Burhan Ozbili nasceu em Erzurum, na Turquia, e trabalhou com vários jornais do seu país até entrar para a AP, em 1989. Cobriu a guerra do Golfo na Árabia Saudita, em 1990, e tem acompanhado muitos acontecimentos importantes na Turquia, como a tentativa de golpe de estado de 2016. O vencedor recebe 10 mil euros e algum material disponibilizado pela Canon. As fotografias premiadas vão viajar por 45 países, onde serão expostas.
Na categoria de Temas Contemporâneos (Fotografia Única), o premiado foi Jonathan Bachman, da Reuters, que fotografou a activista Ieshia Evans nos protestos de Baton Rouge, nos Estados Unidos, a entregar-se pacificamente à polícia. Entre os outros escolhidos encontram-se um ensaio sobre o vírus Zika, feito pelo fotojornalista brasileiro Lalo de Almeida, da Folha de São Paulo; um outro sobre Cuba, executado no rescaldo da morte de Fidel Castro e da autoria de Thomas Munita, do diário The New York Times; assim como muitos outros trabalhos que retratam a guerra e as suas consequências, ataques, migrações e temas quotidianos. A galeria de fotografias premiadas pode ser consultada aqui.
Este ano, nas oito categorias existentes foram premiados 45 fotógrafos de 25 países (Portugal está de fora da lista de países vencedores). Em 2016, Mário Cruz, da agência Lusa, ficou em primeiro lugar na categoria de Temas Contemporâneos, com um ensaio feito no Senegal e na Guiné-Bissau sobre uma forma de escravatura contemporânea, a que atinge os talibés, os rapazes que vivem nas escolas corânicas e que são obrigados a mendigar pelas ruas.

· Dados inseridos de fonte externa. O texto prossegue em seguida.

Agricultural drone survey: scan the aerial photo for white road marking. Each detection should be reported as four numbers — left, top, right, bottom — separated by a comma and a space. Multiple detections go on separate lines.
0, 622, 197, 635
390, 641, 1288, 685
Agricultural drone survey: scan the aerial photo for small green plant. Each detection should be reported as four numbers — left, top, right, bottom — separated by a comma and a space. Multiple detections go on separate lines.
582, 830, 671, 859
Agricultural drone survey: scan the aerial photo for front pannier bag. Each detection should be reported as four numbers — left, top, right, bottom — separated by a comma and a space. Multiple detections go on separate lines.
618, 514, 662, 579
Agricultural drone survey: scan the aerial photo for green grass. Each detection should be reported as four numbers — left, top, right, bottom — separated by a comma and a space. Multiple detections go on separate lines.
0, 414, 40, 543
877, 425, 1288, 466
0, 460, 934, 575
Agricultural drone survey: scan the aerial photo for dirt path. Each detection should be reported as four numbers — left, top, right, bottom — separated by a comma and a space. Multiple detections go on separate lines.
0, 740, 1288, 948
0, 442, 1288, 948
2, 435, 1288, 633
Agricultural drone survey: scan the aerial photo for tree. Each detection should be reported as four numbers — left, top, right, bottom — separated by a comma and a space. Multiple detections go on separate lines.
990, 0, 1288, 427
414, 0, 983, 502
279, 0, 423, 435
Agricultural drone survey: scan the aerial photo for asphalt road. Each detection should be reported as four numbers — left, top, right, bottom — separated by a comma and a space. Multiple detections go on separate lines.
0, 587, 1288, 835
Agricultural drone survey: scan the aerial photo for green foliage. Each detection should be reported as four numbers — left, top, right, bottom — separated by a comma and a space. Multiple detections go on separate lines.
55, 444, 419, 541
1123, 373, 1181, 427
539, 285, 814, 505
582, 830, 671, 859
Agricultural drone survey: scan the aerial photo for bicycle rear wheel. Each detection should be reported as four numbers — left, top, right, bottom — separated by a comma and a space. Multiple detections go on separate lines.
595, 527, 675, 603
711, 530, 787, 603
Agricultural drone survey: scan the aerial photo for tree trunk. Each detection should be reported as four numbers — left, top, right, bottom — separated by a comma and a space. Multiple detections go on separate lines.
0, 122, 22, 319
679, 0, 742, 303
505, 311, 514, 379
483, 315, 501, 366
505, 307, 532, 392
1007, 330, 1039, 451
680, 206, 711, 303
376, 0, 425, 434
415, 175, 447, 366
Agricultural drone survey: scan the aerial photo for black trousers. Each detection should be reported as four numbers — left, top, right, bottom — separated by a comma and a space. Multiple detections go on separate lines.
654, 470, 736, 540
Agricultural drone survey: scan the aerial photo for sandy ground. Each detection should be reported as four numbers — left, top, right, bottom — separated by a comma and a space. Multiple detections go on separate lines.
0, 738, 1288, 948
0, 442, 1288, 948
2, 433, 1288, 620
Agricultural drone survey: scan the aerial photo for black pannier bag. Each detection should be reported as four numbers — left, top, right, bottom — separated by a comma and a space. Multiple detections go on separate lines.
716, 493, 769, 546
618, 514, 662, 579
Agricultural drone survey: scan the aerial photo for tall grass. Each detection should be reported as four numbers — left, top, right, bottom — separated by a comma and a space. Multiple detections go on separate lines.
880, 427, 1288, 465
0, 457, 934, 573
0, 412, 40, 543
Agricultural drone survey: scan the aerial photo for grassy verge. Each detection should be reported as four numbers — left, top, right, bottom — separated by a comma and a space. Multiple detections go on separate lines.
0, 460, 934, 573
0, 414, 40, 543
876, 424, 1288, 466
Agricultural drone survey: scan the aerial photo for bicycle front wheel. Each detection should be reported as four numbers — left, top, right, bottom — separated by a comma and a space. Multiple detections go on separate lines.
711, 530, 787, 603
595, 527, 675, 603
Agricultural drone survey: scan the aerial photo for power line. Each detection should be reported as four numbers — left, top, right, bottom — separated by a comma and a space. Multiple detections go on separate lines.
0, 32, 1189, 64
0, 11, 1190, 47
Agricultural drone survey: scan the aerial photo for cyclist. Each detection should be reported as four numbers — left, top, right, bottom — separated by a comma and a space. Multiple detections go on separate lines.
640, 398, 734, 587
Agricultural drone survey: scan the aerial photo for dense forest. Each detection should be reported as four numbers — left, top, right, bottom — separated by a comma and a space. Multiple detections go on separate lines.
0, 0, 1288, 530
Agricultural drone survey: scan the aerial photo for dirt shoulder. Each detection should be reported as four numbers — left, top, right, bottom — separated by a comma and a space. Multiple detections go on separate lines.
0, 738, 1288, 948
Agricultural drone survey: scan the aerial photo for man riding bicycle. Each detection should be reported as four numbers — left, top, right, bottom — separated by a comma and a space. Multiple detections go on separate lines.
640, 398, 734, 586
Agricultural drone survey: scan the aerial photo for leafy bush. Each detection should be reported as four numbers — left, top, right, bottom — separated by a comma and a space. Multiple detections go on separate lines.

A fotografia vencedora do World Press Photo of the Year do ano passado foi a de Warren Richardson, um fotógrafo australiano que registou o momento em que dois refugiados passavam um bebé pelo buraco de uma vedação de arame farpado, na fronteira entre a Sérvia e a Hungria.
Para distinguir as melhores narrativas jornalísticas digitais foi criado, em 2011, o World Press Photo Digital Storytelling. A sétima edição desta categoria destinada a trabalhos multimédia escolheu como vencedores de 2017 o trabalho The Dig, outro sobre a ginasta Simone Biles publicado no New York Times e uma reportagem focada na construção do muro na fronteira entre o México e os Estados Unidos, feita pelo The Washington Post. Entre os outros premiados estão também o projecto cinematográfico When the Spirit Moves, de Justin Maxon e Jared Moossy, e o vídeo Claressa. A galeria de trabalhos digitais premiados pode ser consultada neste link.